The prime Pakistani suspect, Muhammad Rehan, was detained last week outside a radical mosque in Karachi after Shahzad was arrested in New York. A member of the banned group Jaish-e-Mohammad, Rehan was the only concrete link found so far between Shahzad, 30, and the extremist underworld in Pakistan.

However, the interrogation of Rehan did not provide any solid link to the Pakistani Taliban or another extremist group, officials said. "We have not found any involvement of Rehan [in the New York attempted bombing]. He didn't introduce Faisal Shahzad to the Pakistani Taliban," said a security official, who spoke only on condition of anonymity because he wasn't authorized to discuss the issue with journalists. "No Taliban link has come to the fore."

'Intimately involved'
An FBI team that flew into Pakistan after Shahzad was arrested was allowed to question Rehan on Sunday. The investigation continues, and new leads yet could emerge.

In Washington, a U.S. official said there was "information that links Shahzad to the TTP [Tehrik-i-Taliban Pakistan], and not all of it is coming from him." The official, who asked not to be identified because of the sensitivity of the subject, cautioned that it still wasn't clear how close a relationship Shahzad had to the Pakistani Taliban.

Attorney General Eric H. Holder Jr. said on a Sunday talk show that the Pakistani Taliban was "intimately involved" in the attempted blast, and he reiterated his stand Tuesday. Also Tuesday, five senators called for adding Tehrik-e-Taliban Pakistan to the U.S. terror list.

Still, the government in Islamabad is perplexed and angry at Washington's statements and threats about Shahzad links with the Pakistani Taliban. Officials say they believe the Obama administration is exploiting the issue to apply pressure for a new military offensive in Pakistan's tribal border area with Afghanistan, in the North Waziristan region, where Pakistani and Afghan Taliban, as well as al-Qaeda, are holed up.

Taliban denial

"There are no roots to the case, so how can we trace something back?" the security official asked.

Shahzad, a naturalized American citizen of Pakistani origin, reportedly has told U.S. interrogators that he trained in Waziristan before the May 1 attack in Times Square, according to the U.S. charges against him.
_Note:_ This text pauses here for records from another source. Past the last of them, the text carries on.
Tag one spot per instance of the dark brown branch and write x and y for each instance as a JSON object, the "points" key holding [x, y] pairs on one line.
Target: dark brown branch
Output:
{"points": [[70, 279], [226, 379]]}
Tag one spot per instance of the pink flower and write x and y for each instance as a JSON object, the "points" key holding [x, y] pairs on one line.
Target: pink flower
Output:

The Pakistani Taliban released a video in which its chief trainer of suicide bombers, Qari Hussain, seemed to claim responsibility for the U.S. bombing attempt.

The video said nothing specifically about New York or Shahzad. The Pakistani Taliban's official spokesman, Azam Tariq, has denied that his group was involved with Shahzad. The inept construction of the failed bomb has also raised doubts over whether the Taliban could have trained Shahzad.
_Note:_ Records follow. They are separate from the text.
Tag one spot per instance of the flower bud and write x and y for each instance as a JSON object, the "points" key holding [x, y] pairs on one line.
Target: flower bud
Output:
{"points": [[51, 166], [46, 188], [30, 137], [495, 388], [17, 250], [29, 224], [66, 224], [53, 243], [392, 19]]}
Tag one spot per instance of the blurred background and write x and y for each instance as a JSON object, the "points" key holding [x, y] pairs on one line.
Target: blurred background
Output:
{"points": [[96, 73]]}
The U.S. focus on Pakistan's tribal area continued Tuesday with another missile strike from an American drone aircraft, the third such attack since the failed Times Square bombing. The strike, in North Waziristan, reportedly killed at least 14 suspected extremists.

The Obama administration has unleashed an intensive campaign of drone attacks in the region targeting extremist hideouts in the tribal area.